Two novels (plus one more) are set during Kamehameha's battles to unite the islands in the late 1700s.
Splintered Paddle, a novel of Kamehameha the Great: 1790: Kamehameha's efforts to unite the islands is at a stalemate. He witnesses the metal cannon and muskets on Western sailing ships destroy "from afar" and realizes he can win with those weapons. This novel opens when Kalani, a seventeen-year-old orphan, is sent to the warrior school in order to earn the award of being a "black land chief" and save his mother and sisters from slavery. When Kamehameha selects him to be in charge of the western weapons. The battles are fictionalized historical battles at various dramatic parts of the islands of Hawaii and Maui: mountains, ocean, plains, and a volcano. Human sacrifice shocks him, and he learns about the treachery of men and women.
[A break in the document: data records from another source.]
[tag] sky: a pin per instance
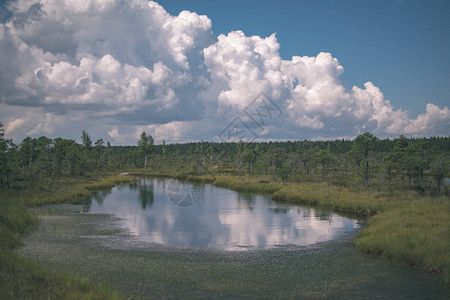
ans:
(224, 70)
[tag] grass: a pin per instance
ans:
(20, 278)
(403, 227)
(414, 232)
(332, 197)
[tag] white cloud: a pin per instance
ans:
(113, 66)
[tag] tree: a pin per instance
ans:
(324, 158)
(361, 152)
(99, 145)
(250, 156)
(4, 163)
(145, 145)
(86, 141)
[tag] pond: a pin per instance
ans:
(182, 214)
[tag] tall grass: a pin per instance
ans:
(21, 279)
(335, 198)
(248, 184)
(415, 232)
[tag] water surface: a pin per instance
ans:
(173, 213)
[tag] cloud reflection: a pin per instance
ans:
(222, 219)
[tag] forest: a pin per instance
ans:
(419, 164)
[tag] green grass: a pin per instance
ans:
(20, 278)
(248, 184)
(404, 227)
(414, 232)
(332, 197)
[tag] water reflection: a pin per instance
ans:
(220, 219)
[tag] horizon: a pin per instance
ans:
(186, 72)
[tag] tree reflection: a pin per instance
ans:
(145, 194)
(247, 199)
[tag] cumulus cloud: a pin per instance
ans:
(118, 67)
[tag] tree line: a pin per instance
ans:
(420, 163)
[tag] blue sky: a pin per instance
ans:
(184, 70)
(403, 47)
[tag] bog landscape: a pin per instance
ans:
(217, 149)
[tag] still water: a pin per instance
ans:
(181, 214)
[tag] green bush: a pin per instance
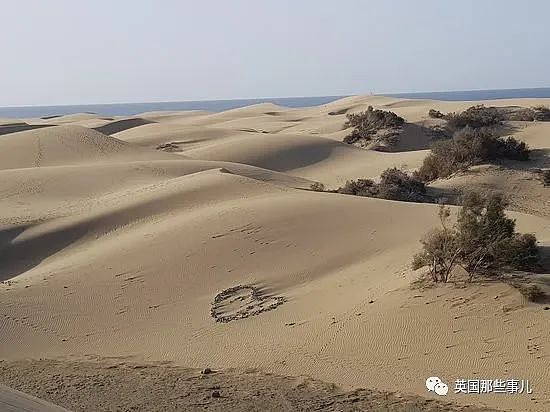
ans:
(474, 117)
(435, 114)
(394, 185)
(532, 292)
(317, 186)
(482, 241)
(468, 147)
(366, 124)
(541, 114)
(359, 187)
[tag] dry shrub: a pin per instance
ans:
(366, 124)
(394, 185)
(468, 147)
(483, 240)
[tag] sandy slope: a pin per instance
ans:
(110, 247)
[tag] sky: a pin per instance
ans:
(96, 51)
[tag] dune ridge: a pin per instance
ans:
(113, 247)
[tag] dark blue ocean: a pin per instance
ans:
(127, 109)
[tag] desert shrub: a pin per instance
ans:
(359, 187)
(532, 292)
(435, 114)
(440, 250)
(482, 241)
(366, 124)
(541, 114)
(511, 148)
(394, 185)
(474, 117)
(317, 186)
(398, 185)
(468, 147)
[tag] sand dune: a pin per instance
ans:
(113, 248)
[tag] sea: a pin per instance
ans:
(129, 109)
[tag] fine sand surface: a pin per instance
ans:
(113, 248)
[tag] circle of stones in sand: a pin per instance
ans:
(242, 301)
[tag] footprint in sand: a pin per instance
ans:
(242, 301)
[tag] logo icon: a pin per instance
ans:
(434, 384)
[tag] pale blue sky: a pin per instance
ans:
(98, 51)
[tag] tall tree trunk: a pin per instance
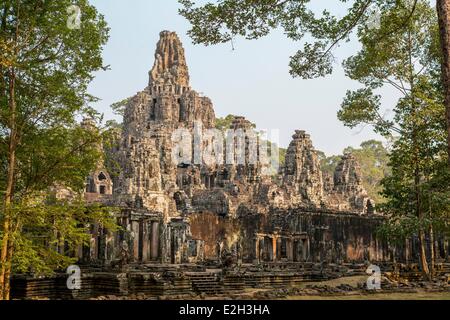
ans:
(6, 249)
(443, 10)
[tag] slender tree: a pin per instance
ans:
(406, 61)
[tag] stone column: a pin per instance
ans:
(145, 241)
(278, 248)
(154, 246)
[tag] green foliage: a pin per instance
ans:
(221, 21)
(373, 158)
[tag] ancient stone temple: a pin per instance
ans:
(206, 211)
(195, 210)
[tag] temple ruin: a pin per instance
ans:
(201, 216)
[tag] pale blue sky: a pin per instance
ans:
(253, 80)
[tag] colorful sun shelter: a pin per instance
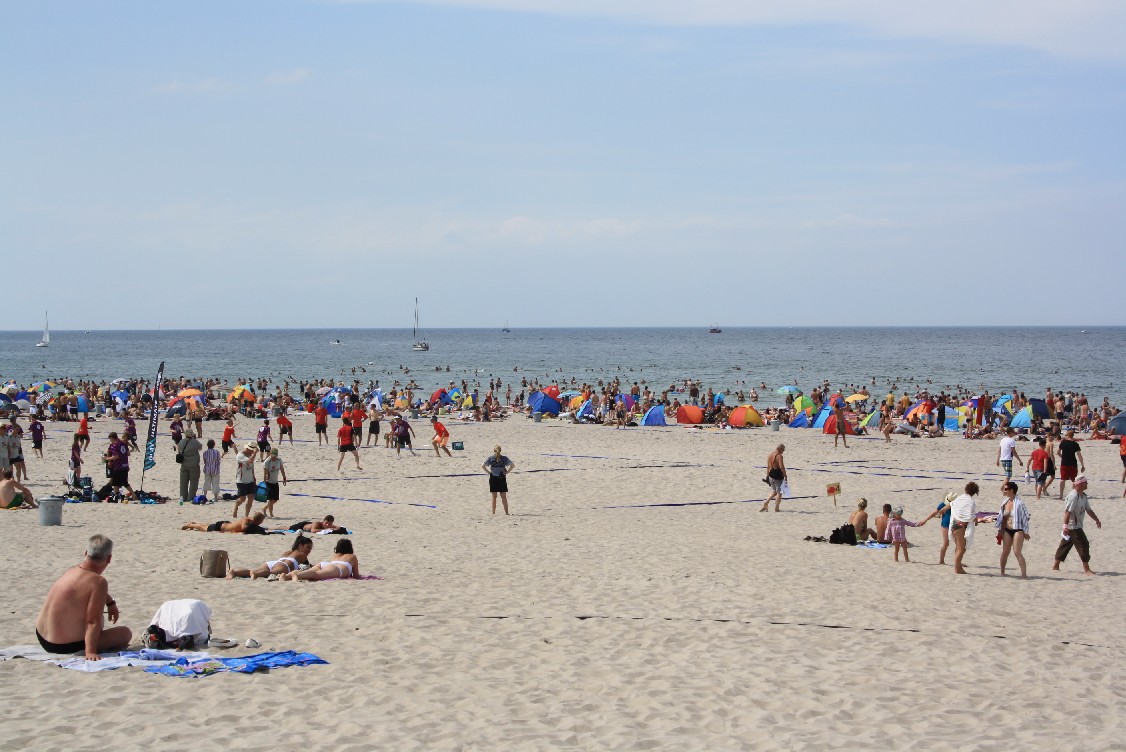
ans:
(543, 403)
(830, 426)
(744, 417)
(689, 414)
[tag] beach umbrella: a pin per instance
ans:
(689, 414)
(744, 415)
(803, 403)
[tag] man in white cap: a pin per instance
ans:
(1074, 510)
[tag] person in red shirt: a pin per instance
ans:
(321, 417)
(345, 439)
(228, 436)
(440, 439)
(83, 431)
(1038, 464)
(285, 428)
(357, 415)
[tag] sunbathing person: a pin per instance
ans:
(15, 494)
(328, 524)
(246, 525)
(285, 564)
(343, 565)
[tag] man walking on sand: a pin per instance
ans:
(440, 437)
(345, 440)
(776, 475)
(1073, 535)
(71, 619)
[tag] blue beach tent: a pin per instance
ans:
(543, 403)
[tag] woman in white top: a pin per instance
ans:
(343, 565)
(1013, 524)
(963, 520)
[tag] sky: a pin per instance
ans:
(288, 163)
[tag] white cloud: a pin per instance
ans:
(288, 78)
(1070, 28)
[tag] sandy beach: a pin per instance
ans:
(636, 599)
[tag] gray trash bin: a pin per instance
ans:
(51, 511)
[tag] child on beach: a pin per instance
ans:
(897, 535)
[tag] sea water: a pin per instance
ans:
(993, 358)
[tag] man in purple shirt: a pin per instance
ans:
(117, 457)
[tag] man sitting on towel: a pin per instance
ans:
(71, 617)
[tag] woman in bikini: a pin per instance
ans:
(1013, 522)
(285, 564)
(343, 565)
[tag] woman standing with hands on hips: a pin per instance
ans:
(498, 466)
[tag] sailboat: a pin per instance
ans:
(46, 333)
(419, 345)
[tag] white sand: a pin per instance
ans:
(575, 625)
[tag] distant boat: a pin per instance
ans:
(46, 333)
(419, 346)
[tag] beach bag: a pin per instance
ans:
(214, 563)
(845, 535)
(184, 624)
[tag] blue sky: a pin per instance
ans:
(562, 163)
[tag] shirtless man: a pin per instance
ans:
(328, 524)
(776, 475)
(247, 525)
(15, 494)
(859, 522)
(71, 617)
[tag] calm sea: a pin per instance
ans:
(994, 358)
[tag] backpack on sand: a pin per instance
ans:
(845, 535)
(214, 563)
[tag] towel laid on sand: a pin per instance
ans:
(108, 662)
(208, 665)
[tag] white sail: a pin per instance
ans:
(46, 332)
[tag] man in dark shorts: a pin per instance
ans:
(244, 479)
(402, 432)
(117, 457)
(66, 624)
(321, 421)
(345, 441)
(1071, 459)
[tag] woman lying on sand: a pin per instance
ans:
(247, 525)
(343, 565)
(285, 564)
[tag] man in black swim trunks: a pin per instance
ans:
(71, 619)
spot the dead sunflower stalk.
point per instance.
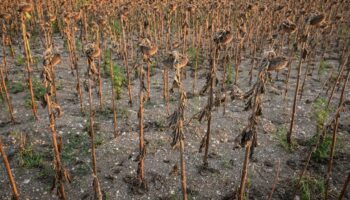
(9, 173)
(54, 111)
(92, 52)
(176, 120)
(249, 134)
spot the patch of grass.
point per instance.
(39, 90)
(281, 137)
(320, 112)
(29, 158)
(83, 170)
(311, 188)
(119, 80)
(321, 154)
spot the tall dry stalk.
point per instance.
(8, 99)
(249, 134)
(54, 111)
(142, 148)
(92, 52)
(334, 136)
(176, 120)
(115, 131)
(24, 10)
(9, 173)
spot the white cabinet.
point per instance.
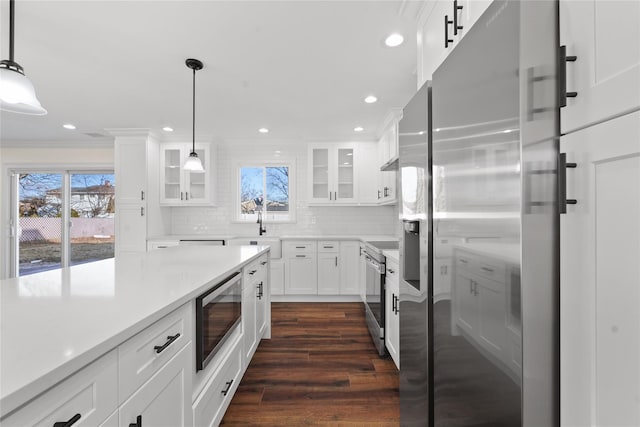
(333, 173)
(276, 281)
(349, 261)
(90, 396)
(185, 188)
(164, 399)
(301, 268)
(600, 273)
(392, 307)
(131, 197)
(604, 36)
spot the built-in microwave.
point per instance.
(218, 312)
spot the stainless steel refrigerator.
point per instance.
(479, 296)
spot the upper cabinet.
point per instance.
(441, 25)
(602, 40)
(179, 187)
(333, 173)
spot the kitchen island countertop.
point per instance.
(55, 322)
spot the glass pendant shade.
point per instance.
(193, 163)
(17, 94)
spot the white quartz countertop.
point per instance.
(366, 238)
(394, 254)
(54, 323)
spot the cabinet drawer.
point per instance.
(307, 246)
(392, 272)
(328, 246)
(139, 358)
(212, 403)
(91, 392)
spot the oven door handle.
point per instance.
(206, 299)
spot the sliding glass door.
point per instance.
(61, 218)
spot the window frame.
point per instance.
(267, 218)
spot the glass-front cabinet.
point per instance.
(332, 174)
(179, 187)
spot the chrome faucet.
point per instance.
(261, 228)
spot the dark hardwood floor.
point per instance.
(320, 368)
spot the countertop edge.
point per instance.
(20, 397)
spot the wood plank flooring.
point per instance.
(320, 368)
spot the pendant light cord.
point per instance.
(194, 112)
(12, 13)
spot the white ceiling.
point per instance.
(299, 68)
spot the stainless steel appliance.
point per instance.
(218, 311)
(375, 300)
(479, 333)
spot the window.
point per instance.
(61, 218)
(266, 190)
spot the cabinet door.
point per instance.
(605, 38)
(320, 176)
(249, 305)
(599, 273)
(491, 298)
(431, 48)
(277, 277)
(171, 158)
(131, 223)
(345, 183)
(349, 264)
(328, 274)
(131, 168)
(196, 184)
(301, 275)
(164, 400)
(466, 308)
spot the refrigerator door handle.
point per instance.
(562, 183)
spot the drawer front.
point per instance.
(294, 247)
(328, 246)
(139, 358)
(212, 403)
(92, 393)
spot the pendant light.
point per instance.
(193, 163)
(17, 94)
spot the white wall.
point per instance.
(40, 155)
(328, 220)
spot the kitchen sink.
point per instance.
(275, 243)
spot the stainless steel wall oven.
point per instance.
(218, 311)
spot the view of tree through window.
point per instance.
(266, 190)
(91, 210)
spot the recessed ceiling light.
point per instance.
(394, 40)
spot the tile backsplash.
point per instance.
(219, 220)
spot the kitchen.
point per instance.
(316, 215)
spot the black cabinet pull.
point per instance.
(562, 76)
(562, 183)
(447, 40)
(160, 348)
(456, 8)
(68, 423)
(226, 390)
(138, 422)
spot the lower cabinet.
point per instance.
(164, 400)
(392, 316)
(211, 404)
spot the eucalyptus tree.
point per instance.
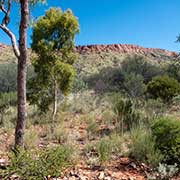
(53, 42)
(19, 45)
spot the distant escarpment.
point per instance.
(125, 48)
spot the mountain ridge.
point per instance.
(119, 48)
(124, 48)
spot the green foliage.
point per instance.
(6, 100)
(31, 139)
(134, 84)
(92, 128)
(8, 73)
(167, 135)
(143, 147)
(174, 70)
(53, 42)
(107, 146)
(163, 87)
(39, 165)
(79, 85)
(140, 66)
(127, 116)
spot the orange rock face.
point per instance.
(122, 48)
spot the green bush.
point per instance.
(167, 135)
(39, 165)
(163, 87)
(127, 116)
(140, 66)
(174, 70)
(6, 100)
(142, 147)
(79, 85)
(107, 146)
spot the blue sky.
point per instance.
(149, 23)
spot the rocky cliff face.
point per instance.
(118, 48)
(124, 48)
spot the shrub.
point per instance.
(92, 128)
(39, 165)
(108, 146)
(127, 116)
(140, 66)
(163, 87)
(142, 147)
(6, 100)
(167, 135)
(8, 73)
(79, 85)
(60, 134)
(31, 139)
(155, 107)
(174, 70)
(134, 85)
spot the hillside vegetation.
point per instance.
(111, 119)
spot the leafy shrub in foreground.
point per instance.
(142, 147)
(127, 116)
(48, 162)
(134, 85)
(163, 87)
(167, 135)
(107, 146)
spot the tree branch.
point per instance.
(3, 26)
(13, 40)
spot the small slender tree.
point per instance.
(21, 54)
(53, 43)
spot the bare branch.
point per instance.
(13, 40)
(3, 26)
(6, 17)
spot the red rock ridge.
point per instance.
(120, 48)
(123, 48)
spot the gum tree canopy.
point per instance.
(53, 43)
(20, 51)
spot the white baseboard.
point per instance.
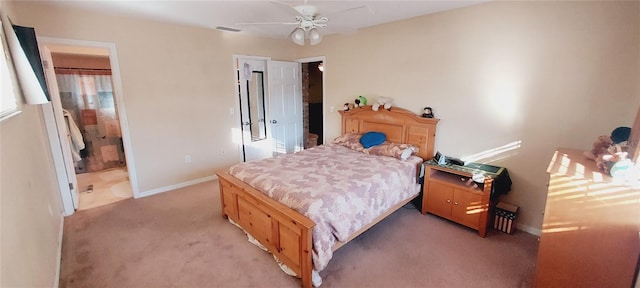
(176, 186)
(56, 281)
(529, 229)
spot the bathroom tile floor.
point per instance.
(103, 187)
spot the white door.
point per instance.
(253, 87)
(285, 106)
(62, 148)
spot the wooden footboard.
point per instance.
(282, 230)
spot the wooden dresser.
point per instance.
(591, 224)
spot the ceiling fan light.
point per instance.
(298, 36)
(314, 36)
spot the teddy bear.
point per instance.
(382, 101)
(616, 154)
(361, 101)
(600, 147)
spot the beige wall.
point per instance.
(178, 86)
(30, 205)
(547, 74)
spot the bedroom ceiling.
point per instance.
(344, 16)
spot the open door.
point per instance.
(285, 106)
(60, 143)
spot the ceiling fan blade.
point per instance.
(350, 9)
(289, 6)
(267, 23)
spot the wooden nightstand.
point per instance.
(449, 192)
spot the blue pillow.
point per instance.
(372, 139)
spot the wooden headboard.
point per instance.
(400, 126)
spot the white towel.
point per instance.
(77, 142)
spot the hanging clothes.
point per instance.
(90, 99)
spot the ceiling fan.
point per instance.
(307, 20)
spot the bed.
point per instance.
(288, 234)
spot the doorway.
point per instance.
(313, 95)
(88, 108)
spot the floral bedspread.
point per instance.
(340, 189)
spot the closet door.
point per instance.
(285, 106)
(253, 88)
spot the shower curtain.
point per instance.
(89, 100)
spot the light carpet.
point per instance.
(180, 239)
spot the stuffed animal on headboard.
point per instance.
(382, 101)
(610, 152)
(361, 101)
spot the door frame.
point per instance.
(237, 137)
(324, 99)
(67, 197)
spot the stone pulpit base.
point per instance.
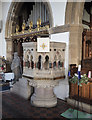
(44, 70)
(43, 93)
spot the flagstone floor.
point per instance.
(15, 107)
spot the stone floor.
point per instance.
(15, 107)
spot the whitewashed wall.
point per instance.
(62, 91)
(58, 12)
(4, 8)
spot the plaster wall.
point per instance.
(1, 31)
(86, 17)
(62, 90)
(4, 8)
(58, 11)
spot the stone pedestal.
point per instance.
(43, 93)
(22, 88)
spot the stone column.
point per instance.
(75, 44)
(9, 49)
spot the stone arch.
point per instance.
(13, 10)
(73, 17)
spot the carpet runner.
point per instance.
(72, 114)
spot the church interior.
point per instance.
(45, 59)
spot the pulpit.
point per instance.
(43, 70)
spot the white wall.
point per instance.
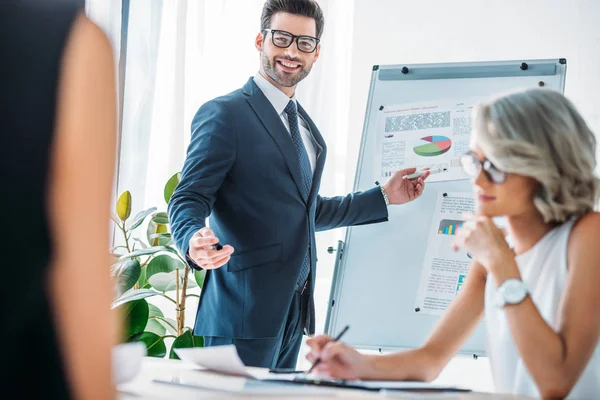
(431, 31)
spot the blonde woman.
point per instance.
(532, 161)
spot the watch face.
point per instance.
(514, 291)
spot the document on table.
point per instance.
(225, 360)
(216, 358)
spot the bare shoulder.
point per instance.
(88, 60)
(584, 236)
(587, 225)
(88, 38)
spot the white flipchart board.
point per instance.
(378, 267)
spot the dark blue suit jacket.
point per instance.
(243, 172)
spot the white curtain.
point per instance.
(183, 53)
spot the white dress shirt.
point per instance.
(279, 101)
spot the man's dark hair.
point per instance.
(305, 8)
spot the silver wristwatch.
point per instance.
(512, 291)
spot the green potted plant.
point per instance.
(149, 268)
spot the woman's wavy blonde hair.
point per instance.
(539, 133)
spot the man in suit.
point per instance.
(254, 166)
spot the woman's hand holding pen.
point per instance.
(338, 360)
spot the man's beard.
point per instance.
(280, 77)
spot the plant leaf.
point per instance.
(143, 281)
(115, 219)
(154, 344)
(141, 243)
(155, 229)
(199, 277)
(169, 324)
(171, 185)
(133, 295)
(192, 283)
(148, 251)
(156, 327)
(135, 317)
(163, 263)
(185, 340)
(153, 325)
(164, 281)
(165, 235)
(160, 218)
(124, 206)
(126, 273)
(140, 217)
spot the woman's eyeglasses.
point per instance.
(473, 167)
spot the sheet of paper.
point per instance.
(216, 358)
(406, 385)
(444, 271)
(204, 381)
(424, 135)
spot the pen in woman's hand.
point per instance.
(335, 339)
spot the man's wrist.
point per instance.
(385, 196)
(192, 263)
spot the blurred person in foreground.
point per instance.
(58, 127)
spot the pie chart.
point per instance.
(431, 146)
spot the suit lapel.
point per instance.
(321, 154)
(266, 113)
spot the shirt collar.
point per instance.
(276, 97)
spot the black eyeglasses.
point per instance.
(473, 167)
(283, 39)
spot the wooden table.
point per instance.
(179, 377)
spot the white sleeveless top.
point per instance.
(544, 270)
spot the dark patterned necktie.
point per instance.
(305, 171)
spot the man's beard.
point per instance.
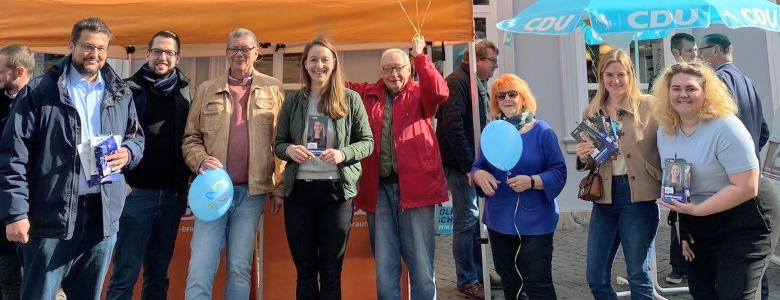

Conquest, a sequel to Splintered Paddle: Kalani and his wife are settled on farmland awarded to him by Kamehameha when a night-time attack by tattooed warriors who set everything afire and kill those escaping. Kalani vows revenge. A chief tries to kill him, a former lover rescues him, he is asked to spy for Kamehameha, and meets British Captain Vancouver in the period when Oahu becomes the next battlefield to unify the islands. Many twists and turns occur with treachery threatening him until the final, dramatic battle as warriors advance to the cliffs of Nuuanu.
The End of the Gods, third in this series, is expected to be published in late 2021.
So, as I look back on my late teenage years when I wanted nothing more than to be a fisherman, I realize that facing the challenge of Stanford, its law school, the practice of law in California, and then serving as a judge, led to my development as a person, and to a legal career where I believe I benefited society. All in all, it was a very wise decision to listen to my parents and attend college, an opportunity they never had. I learned so much about the world and people. Now I am back home near the ocean and enjoy a relaxed life with my wife, Judie.
Me ke aloha pumehana - May you be surrounded by love.